Only optimize the constraint — verify that improving a loop component would increase total system throughput before investing effort
Before attempting to improve a feedback loop component, verify it is actually the constraint by measuring whether improvements there would increase total system throughput, as optimizing non-constraints produces local gains without system-level improvement.
Why This Is a Rule
Goldratt's Theory of Constraints (TOC) establishes that in any system, only one component is the constraint — the bottleneck that limits total throughput. Improving any non-constraint component produces zero system-level improvement because the constraint still limits the whole system. This is the same principle as When performance is stable with no bottleneck, stop optimizing and move effort to a different system (stop optimizing stable non-bottleneck systems) applied specifically to feedback loops.
In a feedback loop, the constraint is the node that limits how fast or effectively the loop cycles. In a "write → publish → get feedback → improve → write" loop, the constraint might be publishing speed (you write faster than you publish), feedback quality (you publish but get no useful feedback), or improvement integration (you get feedback but don't integrate it). Optimizing writing speed when publishing is the constraint produces more unpublished material without increasing the loop's throughput.

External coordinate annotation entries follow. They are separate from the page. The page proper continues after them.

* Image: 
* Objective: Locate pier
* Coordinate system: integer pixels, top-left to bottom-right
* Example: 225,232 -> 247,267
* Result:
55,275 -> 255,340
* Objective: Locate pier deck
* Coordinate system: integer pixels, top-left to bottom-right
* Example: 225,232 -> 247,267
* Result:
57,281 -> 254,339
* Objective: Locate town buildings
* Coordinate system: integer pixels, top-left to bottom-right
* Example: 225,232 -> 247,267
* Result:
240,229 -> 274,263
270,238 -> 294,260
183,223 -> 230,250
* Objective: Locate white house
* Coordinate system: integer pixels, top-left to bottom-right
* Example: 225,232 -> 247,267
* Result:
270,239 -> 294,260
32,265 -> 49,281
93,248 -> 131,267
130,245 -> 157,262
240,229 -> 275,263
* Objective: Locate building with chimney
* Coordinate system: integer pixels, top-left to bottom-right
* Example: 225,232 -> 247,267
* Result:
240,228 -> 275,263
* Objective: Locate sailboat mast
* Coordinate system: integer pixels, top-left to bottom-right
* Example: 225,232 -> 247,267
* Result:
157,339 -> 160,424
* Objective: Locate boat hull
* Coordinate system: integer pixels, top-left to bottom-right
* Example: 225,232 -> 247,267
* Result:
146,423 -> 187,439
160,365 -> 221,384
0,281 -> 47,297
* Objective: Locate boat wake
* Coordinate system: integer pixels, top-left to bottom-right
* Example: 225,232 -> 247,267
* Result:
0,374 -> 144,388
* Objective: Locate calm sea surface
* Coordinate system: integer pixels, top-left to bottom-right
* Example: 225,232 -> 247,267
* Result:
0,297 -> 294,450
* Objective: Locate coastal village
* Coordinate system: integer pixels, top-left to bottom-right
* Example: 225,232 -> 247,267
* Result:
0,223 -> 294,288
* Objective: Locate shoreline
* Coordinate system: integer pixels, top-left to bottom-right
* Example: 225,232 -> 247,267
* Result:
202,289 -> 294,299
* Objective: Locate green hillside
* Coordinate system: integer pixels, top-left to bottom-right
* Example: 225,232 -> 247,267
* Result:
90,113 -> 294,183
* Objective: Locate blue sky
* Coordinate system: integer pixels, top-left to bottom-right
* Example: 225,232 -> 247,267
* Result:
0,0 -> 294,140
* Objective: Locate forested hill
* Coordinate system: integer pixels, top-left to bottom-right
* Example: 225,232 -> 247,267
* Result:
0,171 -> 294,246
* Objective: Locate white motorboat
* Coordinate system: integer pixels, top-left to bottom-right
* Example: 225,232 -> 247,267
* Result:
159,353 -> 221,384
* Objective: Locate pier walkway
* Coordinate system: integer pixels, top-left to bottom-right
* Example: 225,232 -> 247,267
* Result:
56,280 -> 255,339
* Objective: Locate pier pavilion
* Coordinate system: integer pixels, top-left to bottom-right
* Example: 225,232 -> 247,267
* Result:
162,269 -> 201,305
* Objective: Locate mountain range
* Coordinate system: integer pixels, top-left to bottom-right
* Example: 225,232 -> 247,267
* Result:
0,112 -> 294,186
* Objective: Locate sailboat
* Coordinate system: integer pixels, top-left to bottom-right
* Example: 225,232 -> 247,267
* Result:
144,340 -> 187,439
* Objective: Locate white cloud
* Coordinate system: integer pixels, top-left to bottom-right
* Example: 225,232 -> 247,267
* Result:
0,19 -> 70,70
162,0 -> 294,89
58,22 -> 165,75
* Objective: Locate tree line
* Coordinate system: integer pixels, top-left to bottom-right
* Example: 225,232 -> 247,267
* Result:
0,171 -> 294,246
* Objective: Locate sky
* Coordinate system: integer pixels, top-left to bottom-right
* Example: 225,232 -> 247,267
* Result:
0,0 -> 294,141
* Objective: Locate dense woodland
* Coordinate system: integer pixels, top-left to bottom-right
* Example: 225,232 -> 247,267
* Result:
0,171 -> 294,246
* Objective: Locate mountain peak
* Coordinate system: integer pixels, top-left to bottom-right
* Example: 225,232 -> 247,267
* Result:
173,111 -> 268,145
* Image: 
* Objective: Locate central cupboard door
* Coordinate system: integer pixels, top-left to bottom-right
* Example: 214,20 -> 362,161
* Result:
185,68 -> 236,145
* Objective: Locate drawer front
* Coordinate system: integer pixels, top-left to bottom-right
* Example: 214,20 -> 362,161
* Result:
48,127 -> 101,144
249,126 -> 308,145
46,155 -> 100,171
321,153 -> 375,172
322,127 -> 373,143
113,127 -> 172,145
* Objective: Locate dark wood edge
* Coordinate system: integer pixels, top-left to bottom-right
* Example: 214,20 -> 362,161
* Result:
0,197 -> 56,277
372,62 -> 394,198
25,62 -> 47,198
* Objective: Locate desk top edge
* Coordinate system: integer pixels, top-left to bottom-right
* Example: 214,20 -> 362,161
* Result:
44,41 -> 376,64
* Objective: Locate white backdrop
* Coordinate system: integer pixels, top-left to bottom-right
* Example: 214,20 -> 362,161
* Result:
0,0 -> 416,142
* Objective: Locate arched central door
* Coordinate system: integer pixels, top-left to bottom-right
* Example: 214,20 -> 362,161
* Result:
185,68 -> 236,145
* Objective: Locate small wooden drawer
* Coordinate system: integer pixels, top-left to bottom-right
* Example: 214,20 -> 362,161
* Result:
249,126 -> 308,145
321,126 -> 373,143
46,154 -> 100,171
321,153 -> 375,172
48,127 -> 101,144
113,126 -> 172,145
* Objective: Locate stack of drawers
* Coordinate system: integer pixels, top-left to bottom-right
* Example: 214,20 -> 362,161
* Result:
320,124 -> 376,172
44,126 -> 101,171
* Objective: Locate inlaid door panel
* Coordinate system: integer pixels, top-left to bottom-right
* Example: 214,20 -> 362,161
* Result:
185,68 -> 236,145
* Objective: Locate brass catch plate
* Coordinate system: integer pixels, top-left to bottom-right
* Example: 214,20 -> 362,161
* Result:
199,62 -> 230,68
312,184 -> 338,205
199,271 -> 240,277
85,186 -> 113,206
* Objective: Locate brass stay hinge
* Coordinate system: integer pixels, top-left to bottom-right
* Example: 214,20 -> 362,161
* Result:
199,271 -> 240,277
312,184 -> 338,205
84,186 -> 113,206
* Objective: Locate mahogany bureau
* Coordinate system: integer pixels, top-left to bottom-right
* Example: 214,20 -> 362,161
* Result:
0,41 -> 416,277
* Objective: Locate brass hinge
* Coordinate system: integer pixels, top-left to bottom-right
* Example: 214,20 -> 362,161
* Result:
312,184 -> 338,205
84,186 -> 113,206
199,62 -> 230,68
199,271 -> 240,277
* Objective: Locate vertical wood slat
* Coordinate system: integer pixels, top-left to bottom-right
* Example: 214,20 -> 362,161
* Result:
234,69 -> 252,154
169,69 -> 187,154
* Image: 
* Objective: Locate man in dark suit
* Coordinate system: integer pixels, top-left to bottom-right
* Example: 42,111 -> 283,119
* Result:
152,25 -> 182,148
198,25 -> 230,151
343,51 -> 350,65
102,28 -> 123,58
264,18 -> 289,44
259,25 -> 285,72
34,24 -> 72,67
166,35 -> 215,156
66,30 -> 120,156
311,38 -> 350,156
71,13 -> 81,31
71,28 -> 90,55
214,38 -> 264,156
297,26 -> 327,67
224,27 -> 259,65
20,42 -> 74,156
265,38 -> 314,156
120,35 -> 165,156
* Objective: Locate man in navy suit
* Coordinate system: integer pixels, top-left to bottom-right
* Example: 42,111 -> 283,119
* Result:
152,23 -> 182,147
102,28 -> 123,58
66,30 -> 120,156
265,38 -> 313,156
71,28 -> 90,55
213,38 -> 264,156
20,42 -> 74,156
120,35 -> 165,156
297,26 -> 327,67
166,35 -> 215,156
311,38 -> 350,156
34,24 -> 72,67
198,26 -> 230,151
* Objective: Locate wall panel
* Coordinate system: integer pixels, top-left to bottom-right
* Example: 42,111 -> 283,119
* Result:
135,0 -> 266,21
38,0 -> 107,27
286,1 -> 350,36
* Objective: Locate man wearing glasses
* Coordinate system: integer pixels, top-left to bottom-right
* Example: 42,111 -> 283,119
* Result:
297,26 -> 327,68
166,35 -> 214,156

The diagnostic is simple: "If I doubled the capacity of this component, would the loop produce more output?" If yes → it's the constraint. If no → something else is limiting the system, and your optimization effort would be wasted here.
When This Fires
- Before investing effort in improving any component of a feedback loop
- When loop optimization isn't producing system-level improvement — you're probably optimizing a non-constraint
- When deciding which of several possible improvements to prioritize in a loop
- Complements Strengthen virtuous loops through one lever at a time: reduce friction, increase gain, or shorten cycle time (strengthen reinforcing loops) with the diagnostic for where to apply the intervention
Common Failure Mode
Optimizing the easiest component rather than the constraint: "Let's improve our data collection because that's straightforward." If data collection isn't the constraint (maybe it's analysis speed or decision implementation), improving it produces better data that piles up waiting for analysis. You've invested in a non-constraint while the actual bottleneck remains unchanged.
The Protocol
(1) Map the feedback loop: identify each component and the flow between them. (2) For each component, ask: "If I doubled this component's capacity, would the loop cycle faster or produce better output?" (3) The component where doubling capacity would most increase system throughput is the constraint. (4) Optimize only that component. Use the three levers from Strengthen virtuous loops through one lever at a time: reduce friction, increase gain, or shorten cycle time (reduce friction, increase gain, shorten cycle time) applied to the constraint specifically. (5) After improving the constraint, re-assess: the constraint has likely moved to a different component. Repeat the diagnostic. (6) The constraint moves with each improvement. This is expected — it means the system is improving. Follow the constraint.